Read the first post from Cynthia here.



  1. Be open to best-of-breed: bigger isn’t necessarily better, and API solutions are improving. A look at the marketing technology landscape is telling: There are very few single, large providers that “do it all.” If you are entrenched with a single large vendor or consultant for a Web content management system or a database, for example, the vendor will likely pitch to the CIO the benefits of ripping out the tool stack managed by the martech team in favor of their single vendor solution. Many large companies are becoming more “vertically integrated” as acquisitions and rollups in the industry are underway. But be wary – most one-size providers are not yet well integrated within their own offerings. The drawbacks of pulling out a set of entrenched best-of-breed tools in favor of a single vendor can be very high: you may lose one year – or more – of productivity rebuilding capabilities and end up with a minimally integrated, mediocre stack, and lose some of your most talented martech professionals in the process. Furthermore, the API integrations between best-of-breed tools are good and getting better – and commercial API solutions are now a unique category in the marketing technology landscape. If you are just starting from nothing, then it’s a bigger value proposition to minimize the number of vendor providers and start with a single provider of multiple capabilities.
  2. Share talent and encourage a job swap between IT and marketing! Until IT lives in marketing’s shoes – and vice versa – there will not be a full understanding of what drives each team.
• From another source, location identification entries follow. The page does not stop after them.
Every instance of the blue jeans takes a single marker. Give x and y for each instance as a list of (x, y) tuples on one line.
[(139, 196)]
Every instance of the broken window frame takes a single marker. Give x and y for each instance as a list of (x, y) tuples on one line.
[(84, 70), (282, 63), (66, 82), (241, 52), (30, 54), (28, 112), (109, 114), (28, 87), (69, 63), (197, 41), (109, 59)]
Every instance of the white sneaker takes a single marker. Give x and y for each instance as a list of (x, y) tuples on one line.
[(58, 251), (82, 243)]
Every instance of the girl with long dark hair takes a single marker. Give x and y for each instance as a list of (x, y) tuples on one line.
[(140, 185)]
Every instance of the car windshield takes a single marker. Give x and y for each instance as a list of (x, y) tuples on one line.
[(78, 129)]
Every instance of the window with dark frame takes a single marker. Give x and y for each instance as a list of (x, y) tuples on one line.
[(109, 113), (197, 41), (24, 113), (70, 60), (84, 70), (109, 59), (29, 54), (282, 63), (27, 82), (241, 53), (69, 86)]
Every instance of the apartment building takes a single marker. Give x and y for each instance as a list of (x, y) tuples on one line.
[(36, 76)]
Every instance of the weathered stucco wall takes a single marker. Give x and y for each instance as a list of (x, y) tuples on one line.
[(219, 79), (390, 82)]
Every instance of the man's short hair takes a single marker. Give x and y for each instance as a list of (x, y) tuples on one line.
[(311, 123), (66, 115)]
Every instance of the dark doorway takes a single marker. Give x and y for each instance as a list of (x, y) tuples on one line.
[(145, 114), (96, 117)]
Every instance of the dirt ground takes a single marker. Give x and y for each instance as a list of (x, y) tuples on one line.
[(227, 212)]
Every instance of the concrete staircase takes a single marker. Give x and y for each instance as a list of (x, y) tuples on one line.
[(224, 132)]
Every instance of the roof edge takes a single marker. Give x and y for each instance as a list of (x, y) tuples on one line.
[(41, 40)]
A technical marketer can benefit from spending some time working in the IT organization, and likewise, there are tremendous benefits to having members of the core IT team spend time on the marketing tech team. Consider a six-month or year-long job swap program.
  3. Fix and bring together enterprise data. While everyone wants to work on the hot new tool, integrations or emerging big data/analytics platforms, the quality of underlying data can prevent the organization from getting the optimal performance out of the marketing technology stack. Often, fixing data challenges goes unfunded or is a low priority compared to other projects that are perceived as generating more revenue. However, this may be the single biggest area of IT help that can benefit marketing. Marketing needs to speak to real people in order to be effective. If we have a database of people interacting with our company and don’t know who they are, where they work, where they are, what their titles and roles are, and their customer, purchase and support history, and their reps – all the bright shiny martech capabilities in the world won’t fix that.

With some mutual understanding and sharing of talent, blueprints and roadmap – and helping where it’s most needed, martech doesn’t have to be IT’s worst nightmare. Quite the opposite, in fact. What have been your success stories (or horror stories) when working with IT?